Bez ryzyka walutowego?

– Dla inwestorów zagranicznych, którzy lokują środki zebrane w euro, inwestycje w sektor PRS wiążą się z ryzykiem kursowym – ponieważ czynsze w tym segmencie są przynajmniej częściowo, a zazwyczaj w dużej mierze, wyrażone w złotych. To sytuacja odmienna niż w przypadku nieruchomości komercyjnych – takich jak biura, magazyny czy centra handlowe – gdzie czynsze w zdecydowanej większości denominowane są w euro. Z tego powodu zachodni inwestorzy rzadko interesowali się sektorem PRS, ponieważ w kalkulacjach rentowności musieli uwzględniać koszty zabezpieczenia ryzyka kursowego, co obniżało atrakcyjność projektów – tłumaczy Katarzyna Kopczewska.

Podkreśla, że w przypadku funduszy REIT sytuacja wygląda inaczej.
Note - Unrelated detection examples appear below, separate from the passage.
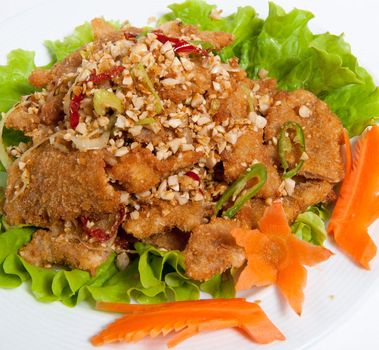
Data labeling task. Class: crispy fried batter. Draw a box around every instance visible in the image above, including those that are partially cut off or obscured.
[143,230,189,250]
[160,21,234,50]
[123,200,209,238]
[221,129,281,198]
[41,94,64,125]
[283,180,335,222]
[5,105,41,132]
[20,230,112,275]
[158,64,212,103]
[265,90,344,183]
[236,180,335,228]
[109,148,203,193]
[91,18,116,40]
[184,218,245,281]
[4,144,120,227]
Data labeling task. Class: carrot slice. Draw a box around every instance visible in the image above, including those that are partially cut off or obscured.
[328,126,379,269]
[231,202,332,314]
[167,320,238,348]
[289,236,333,266]
[91,299,284,346]
[236,254,277,290]
[96,298,246,313]
[343,129,353,177]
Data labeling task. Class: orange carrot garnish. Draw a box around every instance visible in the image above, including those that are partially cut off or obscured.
[96,298,246,314]
[91,299,285,347]
[232,203,332,315]
[343,129,353,177]
[328,126,379,269]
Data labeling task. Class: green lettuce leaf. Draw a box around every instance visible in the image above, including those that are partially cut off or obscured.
[291,204,330,246]
[160,0,379,136]
[0,231,208,307]
[45,22,93,63]
[0,49,36,113]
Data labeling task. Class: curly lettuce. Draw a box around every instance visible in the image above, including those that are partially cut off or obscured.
[45,22,93,63]
[161,0,379,136]
[0,231,235,307]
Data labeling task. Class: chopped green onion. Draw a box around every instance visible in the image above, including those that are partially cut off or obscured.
[189,40,214,50]
[241,84,254,113]
[0,112,12,170]
[215,163,267,219]
[137,118,156,125]
[93,89,124,115]
[131,63,163,114]
[278,121,305,179]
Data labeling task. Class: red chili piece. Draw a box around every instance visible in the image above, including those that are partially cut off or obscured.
[70,94,84,129]
[88,66,125,84]
[186,171,201,182]
[154,31,208,56]
[124,32,138,40]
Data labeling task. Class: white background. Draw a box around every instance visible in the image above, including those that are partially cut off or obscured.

– Założeniem funduszy REIT jest angażowanie kapitału zebranego w złotych, a więc inwestowanie w sektor PRS – w którym czynsze również są w złotówkach – nie generuje ryzyka walutowego. To sprawia, że jest to naturalny kierunek dla takich platform inwestycyjnych – dodaje ekspertka.
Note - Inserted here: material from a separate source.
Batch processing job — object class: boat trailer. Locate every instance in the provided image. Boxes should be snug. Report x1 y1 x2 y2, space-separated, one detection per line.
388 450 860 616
Oczywiście jednym z wyzwań związanych z wprowadzeniem funduszy REIT na polski rynek pozostaje edukacja inwestorów. Nowy instrument wymaga odpowiedniego przygotowania i zrozumienia, aby był wykorzystywany świadomie i efektywnie.
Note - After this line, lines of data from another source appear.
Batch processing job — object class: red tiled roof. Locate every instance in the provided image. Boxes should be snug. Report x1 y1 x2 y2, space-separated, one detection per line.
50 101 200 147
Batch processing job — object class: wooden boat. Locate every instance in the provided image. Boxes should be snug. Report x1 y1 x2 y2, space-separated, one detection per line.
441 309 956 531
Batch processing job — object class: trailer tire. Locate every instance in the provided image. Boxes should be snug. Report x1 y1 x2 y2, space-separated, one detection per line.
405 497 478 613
– Warto jednak podkreślić: fundusze REIT mogą być bezpiecznym mechanizmem inwestycyjnym, a jednocześnie sposobem na zaangażowanie polskiego kapitału w rozwój rynku nieruchomości – pod pełną kontrolą, opartą na giełdzie i regulowanym obrocie akcjami. Nie każdy Polak ma dziś środki na zakup mieszkania pod wynajem, a fundusze REIT dają możliwość pośredniego uczestniczenia w tym rynku. To szczególnie ważne w sytuacji, gdy presja na rynek mieszkaniowy jest ogromna – również z powodu napływu obywateli Ukrainy. Takie rozwiązania mogą pomóc ustabilizować rynek – zarówno z perspektywy inwestorów, jak i najemców – podkreśla poseł PSL / Trzeciej Drogi.

Główne wnioski

  1. Fundusze REIT w Polsce są coraz bliżej, ale wciąż brak szczegółowych regulacji. Mimo wieloletnich dyskusji i obecności funduszy REIT w większości państw rozwiniętych, w Polsce nadal nie wdrożono odpowiednich przepisów. Ministerstwo Finansów zapowiada ich wprowadzenie w ramach szerszej reformy rynku kapitałowego, ale konkretne daty i założenia nie zostały jeszcze podane. Propozycje budzą nadzieje na rozwój rynku nieruchomości, ale też obawy o skutki społeczne.
  2. Obawy dotyczące wpływu funduszy REIT na ceny mieszkań są najczęściej przesadzone – o ile wprowadzone zostaną odpowiednie zabezpieczenia. Eksperci podkreślają, że fundusze REIT o profilu mieszkaniowym będą miały ograniczony wpływ na rynek, szczególnie w początkowym okresie. W większości przypadków będą inwestować w nieruchomości komercyjne lub budować własne zasoby mieszkaniowe, a nie konkurować z osobami fizycznymi o mieszkania z rynku. Kluczowe będzie jednak wprowadzenie mechanizmów chroniących rynek przed spekulacją, np. zakazów skupu mieszkań z rynku wtórnego.
  3. Fundusze REIT mogą być szansą na zaangażowanie krajowego kapitału i zwiększenie dostępności inwestowania. Nowa forma prawna pozwoliłaby drobnym inwestorom uczestniczyć w rynku nieruchomości – także poprzez giełdę – bez potrzeby bezpośredniego zakupu mieszkań. Przy preferencyjnym opodatkowaniu (np. 10 proc. od najmu, brak PIT od dywidendy) i wysokim poziomie wypłat (min. 90 proc. zysków), fundusze REIT mogłyby stać się atrakcyjną alternatywą inwestycyjną i jednocześnie narzędziem do pobudzania budownictwa czynszowego w złotówkach, bez ryzyka kursowego.